Arte e creatività svolgono un ruolo fondamentale nell’ambito dell’evoluzione infantile, eppure, per molti versi, entrambe sembrano essere oggetto di scarso interesse da parte delle istituzioni. All’interno dei programmi educativi scolastici, le discipline artistiche appaiono infatti collocate in secondo piano rispetto alle altre e innegabilmente, si continua a difendere la presunta preminenza dell’area cerebrale sinistra – quella del raziocinio – rispetto a quella destra – epicentro emozionale e creativo.
Tuttavia, da parte di alcune istituzioni, attualmente, qualcosa di nuovo si sta muovendo in questo senso, ovvero, nell’ottica dell’interdisciplinarietà delle competenze scolastiche, l’arte e l’educazione al bello, iniziano a farsi avanti in vari progetti educativi scolastici.
In effetti, ripercorrendo la storia del pensiero filosofico e pedagogico, emerge un sottile fil rouge che collega la pratica di attività artistiche alle abilità comunicative e allo sviluppo fisico-cognitivo-emotivo durante l’infanzia.
Numerosi studi sembrano infatti dimostrare che, fin dai primissimi anni di vita del bambino, l’arte contribuisce a migliorarne le capacità espressive, a favorire l’apprendimento logico – matematico e linguistico, a rafforzare la consapevolezza di sé, a liberare le potenzialità creative insite in esso. In definitiva, praticare l’attività artistica, sembra essere determinante, al fine di contribuire all’evoluzione interiore dell’individuo.
Avvicinare i bambini al mondo dell'arte, ai suoi linguaggi, alle sue tradizioni e alle sue molteplici sfaccettature, implica non solo una conoscenza della materia, ma anche la capacità di pensare e applicare strumenti, metodi e tecniche che tengano conto delle peculiarità individuali, dei livelli di apprendimento e delle potenzialità creative dell'utenza.
Il filosofo Nelson Godman affermava che: “Le arti devono essere prese in considerazione seriamente in quanto modalità di scoperta, di creazione, di ampliamento della conoscenza”.

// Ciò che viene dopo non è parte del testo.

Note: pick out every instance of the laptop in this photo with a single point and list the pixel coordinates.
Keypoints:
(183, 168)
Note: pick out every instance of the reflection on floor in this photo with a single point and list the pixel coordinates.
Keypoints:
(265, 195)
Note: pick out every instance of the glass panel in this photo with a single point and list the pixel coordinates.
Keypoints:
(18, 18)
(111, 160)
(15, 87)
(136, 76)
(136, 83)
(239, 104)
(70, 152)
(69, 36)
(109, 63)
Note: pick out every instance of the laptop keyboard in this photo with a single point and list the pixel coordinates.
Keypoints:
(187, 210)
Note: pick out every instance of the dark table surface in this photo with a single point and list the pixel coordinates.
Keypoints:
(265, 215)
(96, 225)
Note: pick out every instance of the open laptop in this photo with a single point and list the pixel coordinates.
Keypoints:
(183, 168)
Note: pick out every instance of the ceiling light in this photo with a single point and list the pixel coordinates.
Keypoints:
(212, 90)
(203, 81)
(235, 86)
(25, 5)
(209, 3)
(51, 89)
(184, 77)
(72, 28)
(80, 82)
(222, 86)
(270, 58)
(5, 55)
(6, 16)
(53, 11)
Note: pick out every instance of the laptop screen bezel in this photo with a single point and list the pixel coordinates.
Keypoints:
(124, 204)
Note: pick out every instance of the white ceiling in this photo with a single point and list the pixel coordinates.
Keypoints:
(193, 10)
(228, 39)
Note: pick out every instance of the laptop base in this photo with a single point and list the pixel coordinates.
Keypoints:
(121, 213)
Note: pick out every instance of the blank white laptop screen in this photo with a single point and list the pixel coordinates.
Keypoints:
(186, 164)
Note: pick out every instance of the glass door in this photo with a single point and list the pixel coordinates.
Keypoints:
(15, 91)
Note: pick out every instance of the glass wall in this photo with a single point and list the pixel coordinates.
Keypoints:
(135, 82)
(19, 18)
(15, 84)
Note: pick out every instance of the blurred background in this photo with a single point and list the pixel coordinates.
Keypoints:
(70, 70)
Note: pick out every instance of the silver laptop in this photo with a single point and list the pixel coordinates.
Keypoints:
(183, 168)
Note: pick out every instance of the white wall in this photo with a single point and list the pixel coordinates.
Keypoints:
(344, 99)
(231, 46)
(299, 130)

Una pedagogia dell'arte non può ignorare tale principio, il quale, implica che il compito dell'educatore non è solo quello di introdurre il bambino nel mondo dell'arte, ma anche tenere conto nella maniera più adeguata, che esiste il mondo dell'arte nel bambino.

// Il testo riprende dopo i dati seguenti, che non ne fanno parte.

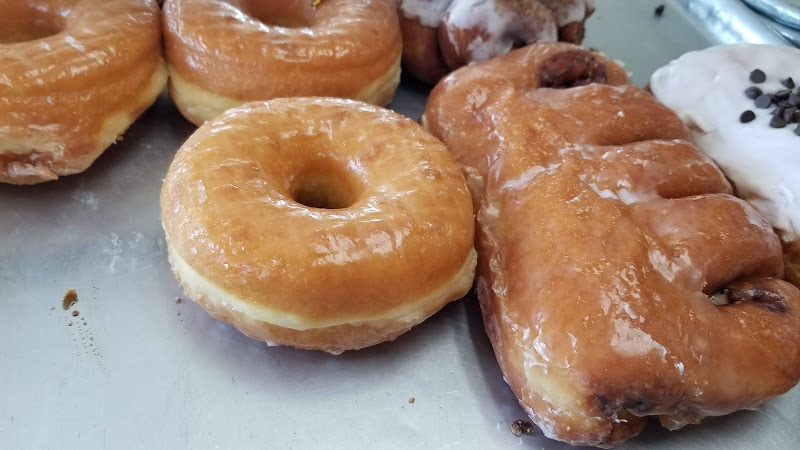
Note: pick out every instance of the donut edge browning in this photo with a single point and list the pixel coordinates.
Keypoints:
(31, 156)
(281, 308)
(199, 105)
(490, 81)
(278, 328)
(199, 100)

La relazione educativa si pone quindi al centro della pedagogia artistica, e tale relazione deve per necessità essere creativa, vale a dire, includere in essa la consapevolezza del funzionamento dei processi creativi, che può essere appresa solo attraverso una sperimentazione in prima persona.

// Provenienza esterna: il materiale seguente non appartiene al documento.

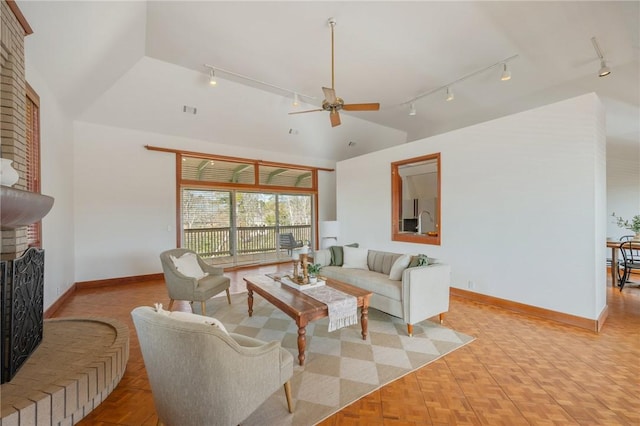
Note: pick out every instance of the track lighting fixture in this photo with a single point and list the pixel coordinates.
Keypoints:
(450, 95)
(212, 81)
(212, 77)
(506, 74)
(604, 69)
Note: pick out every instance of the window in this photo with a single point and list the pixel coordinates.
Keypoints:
(239, 227)
(34, 231)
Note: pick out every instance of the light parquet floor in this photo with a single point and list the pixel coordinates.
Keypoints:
(520, 370)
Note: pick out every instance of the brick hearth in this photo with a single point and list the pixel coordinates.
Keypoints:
(77, 365)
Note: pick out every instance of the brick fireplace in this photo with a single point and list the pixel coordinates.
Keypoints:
(21, 270)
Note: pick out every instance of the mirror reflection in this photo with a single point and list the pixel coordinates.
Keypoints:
(415, 197)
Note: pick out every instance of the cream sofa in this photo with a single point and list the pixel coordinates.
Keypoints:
(421, 293)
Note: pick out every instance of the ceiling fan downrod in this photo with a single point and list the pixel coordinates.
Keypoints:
(332, 24)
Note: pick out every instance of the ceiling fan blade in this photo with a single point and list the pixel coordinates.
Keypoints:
(361, 107)
(334, 116)
(329, 95)
(303, 112)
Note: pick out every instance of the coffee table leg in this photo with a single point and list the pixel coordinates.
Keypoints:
(364, 320)
(302, 343)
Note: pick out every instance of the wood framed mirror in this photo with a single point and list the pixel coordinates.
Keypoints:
(415, 200)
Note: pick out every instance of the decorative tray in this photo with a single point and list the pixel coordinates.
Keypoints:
(288, 281)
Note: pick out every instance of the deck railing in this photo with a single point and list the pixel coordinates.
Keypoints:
(219, 242)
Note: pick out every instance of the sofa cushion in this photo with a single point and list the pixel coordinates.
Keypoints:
(398, 266)
(367, 280)
(337, 254)
(381, 261)
(355, 258)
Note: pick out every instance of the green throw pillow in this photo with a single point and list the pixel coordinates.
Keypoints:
(337, 254)
(419, 260)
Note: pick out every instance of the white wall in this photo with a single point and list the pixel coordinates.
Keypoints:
(125, 206)
(523, 205)
(56, 145)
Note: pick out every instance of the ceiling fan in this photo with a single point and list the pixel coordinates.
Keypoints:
(332, 103)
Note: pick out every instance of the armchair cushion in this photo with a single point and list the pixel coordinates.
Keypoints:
(190, 317)
(188, 265)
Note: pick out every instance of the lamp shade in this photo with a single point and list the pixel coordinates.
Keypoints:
(330, 229)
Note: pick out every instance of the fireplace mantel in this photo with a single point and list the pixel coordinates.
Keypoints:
(21, 208)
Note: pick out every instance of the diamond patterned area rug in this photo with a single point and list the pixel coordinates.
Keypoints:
(340, 367)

L'educatore artistico, dovrà accompagnare i bambini in questa sperimentazione, costruendo insieme a loro codici e linguaggi, e stimolando un atteggiamento riflessivo, rispetto alle forme espressive sperimentate. Tale atteggiamento, permetterà di accostarsi in modo consapevole alle arti nelle loro tradizioni consolidate, instaurando un dialogo con esse.
“Il bambino ha cento lingue, cento mani, cento pensieri”: Loris Malaguzzi – pedagogista e insegnante - sintetizzava in questo modo, il fondamento della sua pedagogia creativa, quindi, incoraggiare la tendenza spontanea del bambino a sperimentare con tutte le possibili forme espressive. Nelle diverse fasi del suo sviluppo, il gioco infantile è sempre presente, e attraversa, benché in modo embrionale, l'intera gamma delle arti.
Per lavorare sui processi creativi, l'educatore artistico dovrà fare affidamento non solo sul proprio sapere teorico e sulle tecniche acquisite, ma anche e soprattutto dovrà conoscerli dall'interno, attraverso esperienze formative che lo mettano in contatto con la propria dimensione creativa.